Selanjutnya praktik mereka semakin meningkat hingga mencapai tahap tidak mundur.

Saat itu, setelah Yang Arya Maha Kasyapa melihat kejadian ini, ia lalu berkata kepada kelompok
persamuhan, “Praktik kesucian bodhisatva dapat membuat binatang membangkitkan jalan [spiritual].
Vasumitra saja dapat melakukan aktivitas Buddha yang begitu besar, apalagi dengan bodhisatva lainnya
yang memiliki kualitas kebajikan yang tak terhitung?”

Kemudian para dewaputra, dewa gunung, dewa bumi, beserta delapan kelompok dewa, naga dan
makhluk supranatural, menyaksikan kera-kera yang membangkitkan bodhicitta tersebut akan terlahir
kembali di alam surga dan mencapai tahap tidak mundur,muncul rasa sukacita dalam pikiran mereka,
lalu berkata kepada Sang Buddha,”Kapan kera-kera ini akan merealisasi Kebuddhaan?”

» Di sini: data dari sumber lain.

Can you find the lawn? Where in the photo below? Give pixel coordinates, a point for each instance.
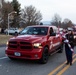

Sang Buddha berkata kepada para peserta persamuhan, “Setelah melewati kalpa sebanyak jumlah pasir
dari seratus trilyun nayuta asankheya sungai Gangga [yang akan datang], ada kalpa yang bernama
Mahaprabha, mereka akan mencapai Kebuddhaan di kalpa tersebut. Delapan puluh empat ribu Buddha
akan muncul di dunia secara bergantian yang sama-sama selama satu kalpa, dan semuanya memiliki
gelar yang sama, yaitu Sang Tathagata Samanthasvarnaprabhasaraja, arahat, samyaksambuddha, vidya-
carana-sampanna, sugata, lokavid, anuttara, purusa-damya-sarathi, shasta deva-manusyam, buddha,
bhagava.

Saat itu, para peserta persamuhan mendengar Sang Buddha-bhagava memberi vyakarana (ramalan pasti)
kepada kera-kera tersebut, mereka melepaskan perhiasan yang berkualitas menakjubkan untuk
dipersembahkan kepada Sang Tathagata dan para bhiksu Sangha. Secara serentak mereka memuji
kualitas praktik yang tak hitung dari Sang Bhagava, “Sang Tathagata muncul di dunia ini sungguh demi
kera-kera tersebut. Bagus sekali, Bhagava! Kera mendengarkan Dharma saja dapat mencapai
Kebuddhaan, apalagi dengan kami, mana mungkin tidak akan mencapai Kebuddhaan di masa
mendatang?”

Setelah para peserta persamuhan mendengar pembabaran Sang Buddha, mereka dengan sukacita
melaksanakannya, lalu memberi hormat dan mengundurkan diri.